Gave control of the web-slinger back to Disney.  And while this short run of the character in the MCU has had its ups and down, I have lived for every last moment of it.  Between Captain America: Civil War (2016), Spider-Man: Homecoming (2017), Avengers: Infinity War (2018), Avengers, Endgame (2019) and Spider-Man: Far from Home (2019), we finally were getting great Spider-Man movies again — ones that finally nailed both the character and the haphazard world that he lived in perfectly — and all seemed right with the world again.

Heck, we even got the best Spider-Man movie to date out of this — Spider-Man: Into the Spider-Verse (2018) — which connected with a whole new audience, won an Oscar and introduced the next generation to my hands-down favorite Spider-Man storyline (Spider-Verse).  And while we had to put up with Venom (2018), one of the worst major studio misfires of the decade, there was plenty of black in Spidey’s ledger once more, and I wasn’t going to complain (too hard) about what I had to put up with in order to get it.

Now?  Well, let’s just say that it’s well in keeping with our pandemonic times, as if anybody needed any reminding that we are once again in the very worst timeline.

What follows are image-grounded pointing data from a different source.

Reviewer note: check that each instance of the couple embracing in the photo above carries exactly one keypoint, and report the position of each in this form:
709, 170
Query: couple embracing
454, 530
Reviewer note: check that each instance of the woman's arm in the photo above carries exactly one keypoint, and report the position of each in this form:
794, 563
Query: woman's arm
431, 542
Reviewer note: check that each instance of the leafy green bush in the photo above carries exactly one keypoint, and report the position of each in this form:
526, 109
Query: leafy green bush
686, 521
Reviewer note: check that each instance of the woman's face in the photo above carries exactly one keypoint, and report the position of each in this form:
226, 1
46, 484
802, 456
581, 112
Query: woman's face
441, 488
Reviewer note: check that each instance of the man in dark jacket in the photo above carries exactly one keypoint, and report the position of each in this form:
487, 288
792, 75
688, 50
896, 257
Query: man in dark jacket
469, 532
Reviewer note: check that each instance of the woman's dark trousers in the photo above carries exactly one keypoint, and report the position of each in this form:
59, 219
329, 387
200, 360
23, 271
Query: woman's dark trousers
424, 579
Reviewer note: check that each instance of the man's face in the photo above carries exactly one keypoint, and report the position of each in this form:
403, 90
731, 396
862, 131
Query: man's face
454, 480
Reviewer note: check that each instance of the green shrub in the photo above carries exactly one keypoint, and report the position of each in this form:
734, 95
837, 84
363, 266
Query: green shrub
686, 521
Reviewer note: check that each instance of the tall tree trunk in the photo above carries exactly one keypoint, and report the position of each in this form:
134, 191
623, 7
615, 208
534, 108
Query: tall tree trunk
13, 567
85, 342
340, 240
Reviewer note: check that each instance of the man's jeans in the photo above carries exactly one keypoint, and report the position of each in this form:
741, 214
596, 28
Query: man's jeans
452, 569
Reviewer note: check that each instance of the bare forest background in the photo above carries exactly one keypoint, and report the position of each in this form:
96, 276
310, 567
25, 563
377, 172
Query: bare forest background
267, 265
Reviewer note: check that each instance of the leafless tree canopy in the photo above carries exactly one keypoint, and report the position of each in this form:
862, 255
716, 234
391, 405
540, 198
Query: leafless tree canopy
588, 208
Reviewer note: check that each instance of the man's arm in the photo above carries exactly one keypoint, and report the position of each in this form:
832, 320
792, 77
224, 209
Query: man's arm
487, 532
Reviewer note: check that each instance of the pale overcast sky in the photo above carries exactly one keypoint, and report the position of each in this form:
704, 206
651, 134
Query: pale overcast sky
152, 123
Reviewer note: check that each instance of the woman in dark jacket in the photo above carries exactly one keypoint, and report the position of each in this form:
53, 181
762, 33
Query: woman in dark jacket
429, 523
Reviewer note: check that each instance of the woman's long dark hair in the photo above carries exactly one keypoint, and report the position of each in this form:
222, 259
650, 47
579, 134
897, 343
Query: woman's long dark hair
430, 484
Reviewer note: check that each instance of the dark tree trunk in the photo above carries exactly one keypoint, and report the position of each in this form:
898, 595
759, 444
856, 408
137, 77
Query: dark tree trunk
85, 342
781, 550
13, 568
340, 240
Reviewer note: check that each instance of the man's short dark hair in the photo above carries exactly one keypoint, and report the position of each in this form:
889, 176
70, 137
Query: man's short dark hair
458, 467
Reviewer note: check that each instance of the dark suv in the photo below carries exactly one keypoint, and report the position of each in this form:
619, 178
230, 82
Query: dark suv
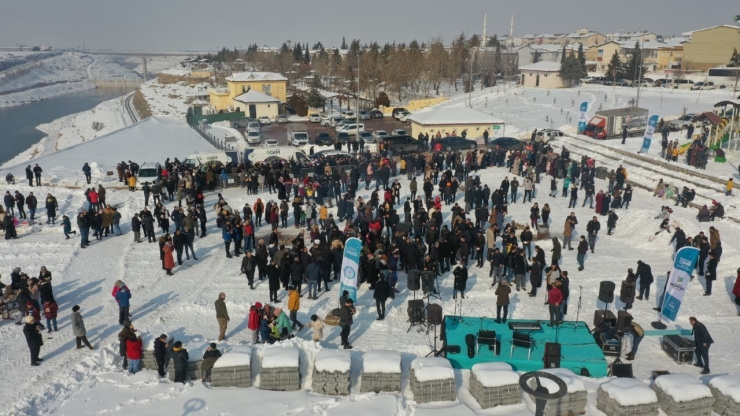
397, 144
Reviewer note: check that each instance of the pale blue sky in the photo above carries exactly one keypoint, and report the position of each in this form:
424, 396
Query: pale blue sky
204, 25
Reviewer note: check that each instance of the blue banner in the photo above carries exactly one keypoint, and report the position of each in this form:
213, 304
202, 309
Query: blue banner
582, 117
649, 130
678, 281
350, 266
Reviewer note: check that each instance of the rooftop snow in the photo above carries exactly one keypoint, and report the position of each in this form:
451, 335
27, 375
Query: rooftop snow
253, 96
460, 115
255, 76
541, 66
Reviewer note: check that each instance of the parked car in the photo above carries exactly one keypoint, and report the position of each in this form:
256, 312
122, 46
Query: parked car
456, 143
379, 135
324, 139
398, 110
507, 143
253, 137
397, 144
343, 136
366, 137
703, 85
681, 122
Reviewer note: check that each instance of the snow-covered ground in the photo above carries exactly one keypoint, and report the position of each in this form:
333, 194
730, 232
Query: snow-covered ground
65, 73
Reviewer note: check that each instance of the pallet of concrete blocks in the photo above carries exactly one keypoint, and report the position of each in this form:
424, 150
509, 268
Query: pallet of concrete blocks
726, 392
494, 384
280, 369
195, 359
233, 369
574, 401
627, 397
381, 372
682, 394
432, 380
331, 372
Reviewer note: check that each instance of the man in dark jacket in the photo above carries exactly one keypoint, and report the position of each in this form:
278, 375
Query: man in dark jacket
180, 360
32, 331
645, 275
703, 341
381, 294
160, 354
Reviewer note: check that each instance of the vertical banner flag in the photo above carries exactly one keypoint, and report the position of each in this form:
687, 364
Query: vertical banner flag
678, 281
350, 265
649, 130
582, 117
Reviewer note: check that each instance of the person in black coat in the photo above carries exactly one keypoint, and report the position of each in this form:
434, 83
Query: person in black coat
160, 354
32, 331
645, 275
273, 277
703, 341
381, 294
461, 280
180, 358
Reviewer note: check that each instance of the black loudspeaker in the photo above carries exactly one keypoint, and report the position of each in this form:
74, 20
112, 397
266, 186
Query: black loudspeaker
416, 310
622, 370
427, 281
470, 342
412, 280
434, 314
627, 292
606, 291
552, 355
624, 321
521, 339
403, 227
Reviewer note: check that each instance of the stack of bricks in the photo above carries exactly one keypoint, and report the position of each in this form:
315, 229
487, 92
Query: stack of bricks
280, 369
726, 392
642, 400
381, 372
331, 372
494, 384
432, 380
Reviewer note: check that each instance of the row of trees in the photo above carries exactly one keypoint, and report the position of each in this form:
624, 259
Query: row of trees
401, 70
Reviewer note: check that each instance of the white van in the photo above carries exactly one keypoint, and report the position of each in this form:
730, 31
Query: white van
148, 172
274, 153
203, 158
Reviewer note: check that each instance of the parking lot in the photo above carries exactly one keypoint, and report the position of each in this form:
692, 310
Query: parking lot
279, 132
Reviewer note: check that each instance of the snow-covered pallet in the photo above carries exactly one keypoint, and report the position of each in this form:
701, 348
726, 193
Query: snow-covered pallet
626, 397
574, 401
233, 369
726, 392
494, 384
682, 394
381, 371
331, 372
432, 380
280, 369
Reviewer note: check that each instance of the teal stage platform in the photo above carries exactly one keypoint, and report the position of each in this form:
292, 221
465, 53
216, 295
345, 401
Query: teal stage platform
578, 347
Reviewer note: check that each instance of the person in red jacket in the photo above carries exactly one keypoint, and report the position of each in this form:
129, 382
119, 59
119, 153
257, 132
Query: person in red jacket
133, 353
254, 321
554, 298
50, 312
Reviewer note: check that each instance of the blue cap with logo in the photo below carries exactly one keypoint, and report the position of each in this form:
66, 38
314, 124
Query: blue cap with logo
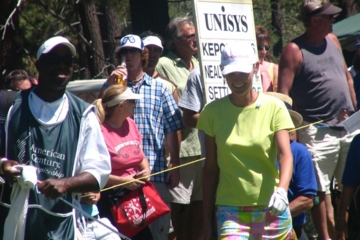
130, 41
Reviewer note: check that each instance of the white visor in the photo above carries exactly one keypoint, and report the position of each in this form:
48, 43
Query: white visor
126, 95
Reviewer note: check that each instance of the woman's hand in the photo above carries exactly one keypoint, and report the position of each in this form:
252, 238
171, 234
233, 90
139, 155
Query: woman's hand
343, 114
112, 79
205, 233
341, 229
133, 185
143, 173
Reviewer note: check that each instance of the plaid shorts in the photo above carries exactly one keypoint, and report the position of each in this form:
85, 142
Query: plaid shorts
255, 223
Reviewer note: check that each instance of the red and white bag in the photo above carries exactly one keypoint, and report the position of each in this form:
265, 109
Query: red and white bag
138, 209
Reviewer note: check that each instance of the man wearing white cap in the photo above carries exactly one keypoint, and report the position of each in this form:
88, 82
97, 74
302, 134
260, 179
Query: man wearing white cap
313, 71
59, 135
177, 65
157, 117
154, 44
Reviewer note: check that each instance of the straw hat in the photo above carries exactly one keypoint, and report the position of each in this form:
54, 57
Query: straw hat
295, 116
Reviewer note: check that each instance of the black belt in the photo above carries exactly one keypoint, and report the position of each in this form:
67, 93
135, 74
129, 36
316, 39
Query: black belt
92, 219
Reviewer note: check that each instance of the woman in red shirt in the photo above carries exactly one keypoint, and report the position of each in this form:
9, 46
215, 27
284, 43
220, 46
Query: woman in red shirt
123, 141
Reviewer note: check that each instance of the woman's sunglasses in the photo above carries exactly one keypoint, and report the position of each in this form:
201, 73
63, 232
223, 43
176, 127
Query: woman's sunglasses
262, 47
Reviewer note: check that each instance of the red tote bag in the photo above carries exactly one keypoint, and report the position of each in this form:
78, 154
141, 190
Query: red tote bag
138, 209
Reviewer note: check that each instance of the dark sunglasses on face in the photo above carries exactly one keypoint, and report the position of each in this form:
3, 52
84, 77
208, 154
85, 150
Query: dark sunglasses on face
329, 17
54, 59
130, 39
262, 47
188, 37
125, 51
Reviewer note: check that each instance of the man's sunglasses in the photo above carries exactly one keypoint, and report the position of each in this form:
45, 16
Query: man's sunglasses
127, 38
267, 48
54, 59
188, 37
125, 51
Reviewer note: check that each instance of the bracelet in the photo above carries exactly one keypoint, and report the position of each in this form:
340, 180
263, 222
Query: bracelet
105, 85
1, 161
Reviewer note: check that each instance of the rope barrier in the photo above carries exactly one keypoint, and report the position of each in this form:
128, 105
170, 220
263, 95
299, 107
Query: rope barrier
195, 161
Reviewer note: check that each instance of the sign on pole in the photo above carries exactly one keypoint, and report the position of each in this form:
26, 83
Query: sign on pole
218, 23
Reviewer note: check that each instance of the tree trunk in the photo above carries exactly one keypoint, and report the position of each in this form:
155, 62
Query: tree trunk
276, 25
348, 9
149, 15
10, 56
110, 28
91, 29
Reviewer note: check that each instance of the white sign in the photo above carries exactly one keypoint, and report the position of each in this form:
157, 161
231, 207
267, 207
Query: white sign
218, 23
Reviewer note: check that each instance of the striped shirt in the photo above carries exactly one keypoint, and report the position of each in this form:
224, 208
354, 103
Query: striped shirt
156, 114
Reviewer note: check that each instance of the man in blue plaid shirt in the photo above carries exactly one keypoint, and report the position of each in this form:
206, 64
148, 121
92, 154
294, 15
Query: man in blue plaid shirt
157, 117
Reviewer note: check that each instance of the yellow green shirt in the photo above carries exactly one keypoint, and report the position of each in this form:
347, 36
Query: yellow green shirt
246, 148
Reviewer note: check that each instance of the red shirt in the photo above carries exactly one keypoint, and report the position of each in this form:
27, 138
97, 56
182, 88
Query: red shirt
124, 145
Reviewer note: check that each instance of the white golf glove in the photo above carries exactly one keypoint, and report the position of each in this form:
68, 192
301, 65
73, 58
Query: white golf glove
278, 201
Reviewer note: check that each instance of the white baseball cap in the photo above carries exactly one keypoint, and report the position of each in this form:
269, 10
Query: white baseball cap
152, 40
238, 56
49, 44
132, 41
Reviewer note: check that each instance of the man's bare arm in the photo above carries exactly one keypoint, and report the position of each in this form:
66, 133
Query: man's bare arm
349, 78
289, 65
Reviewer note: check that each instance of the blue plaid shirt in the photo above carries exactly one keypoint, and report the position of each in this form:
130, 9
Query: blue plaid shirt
155, 115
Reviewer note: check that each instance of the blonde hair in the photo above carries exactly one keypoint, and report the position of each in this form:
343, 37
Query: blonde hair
112, 92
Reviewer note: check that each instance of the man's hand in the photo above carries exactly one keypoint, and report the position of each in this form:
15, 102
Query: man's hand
206, 232
173, 177
9, 172
90, 198
52, 188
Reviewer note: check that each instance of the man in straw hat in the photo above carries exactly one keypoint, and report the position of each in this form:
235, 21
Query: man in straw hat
312, 69
302, 188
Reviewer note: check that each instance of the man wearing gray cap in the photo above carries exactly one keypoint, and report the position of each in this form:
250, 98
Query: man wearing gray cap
313, 71
58, 134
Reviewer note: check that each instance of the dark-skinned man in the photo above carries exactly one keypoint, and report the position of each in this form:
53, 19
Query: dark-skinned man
58, 134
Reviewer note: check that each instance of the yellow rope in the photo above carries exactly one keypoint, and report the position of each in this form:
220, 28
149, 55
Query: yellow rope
195, 161
144, 177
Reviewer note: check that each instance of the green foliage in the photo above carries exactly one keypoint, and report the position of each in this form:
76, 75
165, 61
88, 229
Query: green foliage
180, 8
37, 23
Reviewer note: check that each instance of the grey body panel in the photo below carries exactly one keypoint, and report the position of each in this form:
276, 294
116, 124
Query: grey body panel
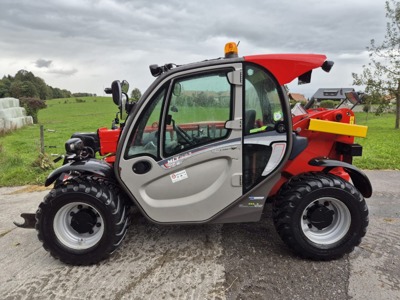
203, 183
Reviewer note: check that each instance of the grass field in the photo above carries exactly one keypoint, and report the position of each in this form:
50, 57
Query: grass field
19, 151
381, 147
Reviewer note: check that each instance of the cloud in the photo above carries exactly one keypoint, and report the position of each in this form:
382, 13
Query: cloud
42, 63
116, 39
63, 72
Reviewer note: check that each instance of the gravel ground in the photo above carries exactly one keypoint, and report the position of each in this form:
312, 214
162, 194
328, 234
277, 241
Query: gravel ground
230, 261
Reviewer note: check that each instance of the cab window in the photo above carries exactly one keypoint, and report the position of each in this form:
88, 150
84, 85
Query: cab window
262, 110
198, 108
144, 139
262, 102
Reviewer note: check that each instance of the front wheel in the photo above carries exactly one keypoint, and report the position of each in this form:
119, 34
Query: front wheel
82, 221
320, 216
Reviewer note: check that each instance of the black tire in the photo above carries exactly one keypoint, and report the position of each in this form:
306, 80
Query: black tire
82, 221
320, 216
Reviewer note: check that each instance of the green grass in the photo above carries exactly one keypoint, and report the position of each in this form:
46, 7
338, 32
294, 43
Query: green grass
381, 147
19, 150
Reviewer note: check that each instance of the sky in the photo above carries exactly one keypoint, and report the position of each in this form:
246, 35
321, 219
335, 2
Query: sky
83, 45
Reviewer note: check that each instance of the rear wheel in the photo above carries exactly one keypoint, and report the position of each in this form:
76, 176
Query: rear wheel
320, 216
82, 221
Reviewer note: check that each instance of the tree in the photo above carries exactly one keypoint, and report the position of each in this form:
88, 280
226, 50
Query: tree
382, 74
136, 94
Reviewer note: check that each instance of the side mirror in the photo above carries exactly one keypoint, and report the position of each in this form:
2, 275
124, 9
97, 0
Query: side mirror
125, 86
116, 91
177, 89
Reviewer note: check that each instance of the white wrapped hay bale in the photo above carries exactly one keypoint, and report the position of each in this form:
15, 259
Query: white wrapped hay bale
8, 102
12, 116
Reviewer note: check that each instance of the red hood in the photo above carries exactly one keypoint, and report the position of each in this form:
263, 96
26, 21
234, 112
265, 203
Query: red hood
286, 67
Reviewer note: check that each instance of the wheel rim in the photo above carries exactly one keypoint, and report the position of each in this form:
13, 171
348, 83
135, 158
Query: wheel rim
78, 226
325, 221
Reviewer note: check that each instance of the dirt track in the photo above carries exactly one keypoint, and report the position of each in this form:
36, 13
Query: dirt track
231, 261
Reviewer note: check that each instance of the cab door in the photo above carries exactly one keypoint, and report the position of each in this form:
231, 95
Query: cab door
182, 160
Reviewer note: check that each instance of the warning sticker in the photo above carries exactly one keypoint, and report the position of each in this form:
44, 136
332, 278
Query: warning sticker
179, 176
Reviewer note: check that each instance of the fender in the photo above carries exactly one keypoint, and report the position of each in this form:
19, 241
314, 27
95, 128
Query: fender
92, 166
358, 177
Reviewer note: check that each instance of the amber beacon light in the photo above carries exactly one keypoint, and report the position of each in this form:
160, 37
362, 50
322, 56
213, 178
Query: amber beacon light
231, 50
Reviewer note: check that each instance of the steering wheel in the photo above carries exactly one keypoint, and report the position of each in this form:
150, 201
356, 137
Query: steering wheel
184, 135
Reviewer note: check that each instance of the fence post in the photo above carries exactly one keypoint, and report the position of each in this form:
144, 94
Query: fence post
41, 139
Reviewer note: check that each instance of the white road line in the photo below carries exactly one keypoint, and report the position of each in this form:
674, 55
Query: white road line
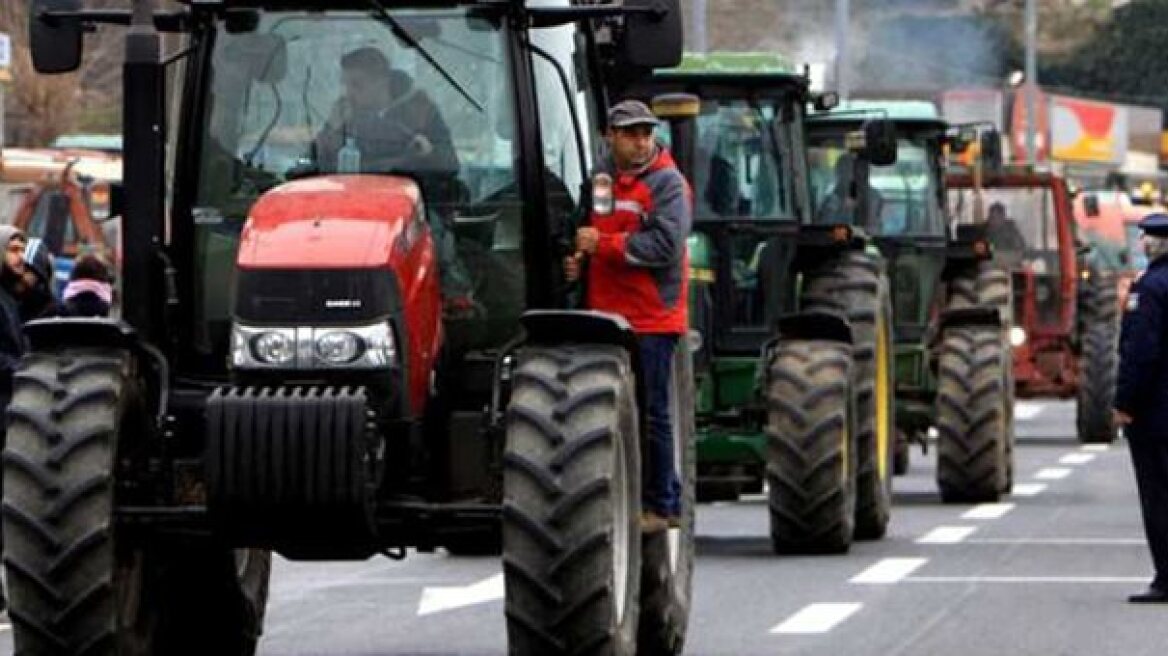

According to early reporting, Sony and Disney’s renegotiation of their shared custody of Spider-Man has officially proven down.  Sony, unsatisfied with the re-upping their original arrangement with the House of Mouse, is taking its toys and going home.  They are, by all accounts, rescinding their shared-ownership of the Spider-Man movie rights and marching off to do their own thing with them (whether that’s Venom 2, Into the Spider-Verse 2 or something altogether weirder remains to be seen, however).  Understandably, however, I’m not the only person more than a little nervous about what the people who gave us Spider-Man 3, The Amazing Spider-Man and Venom will do with this iteration of the character, and what acts of cultural vandalism we’ll have to put with again before these two mega-corporations learn to play nicely with one another once again.

But, for now, this is the world that we live in.  Disney cannot use Spider-Man in the MCU anymore despite the insane cliffhanger that they left off with in Far from Home.  Sony now controls the character and his franchise hook, line and sinker (although the fate of some of the franchise’s most peripheral characters remains to be seen, as is often the case with these incredibly convoluted rights-ownership deals in Hollywood).  Let’s just hope that calmer heads will prevail in the morning.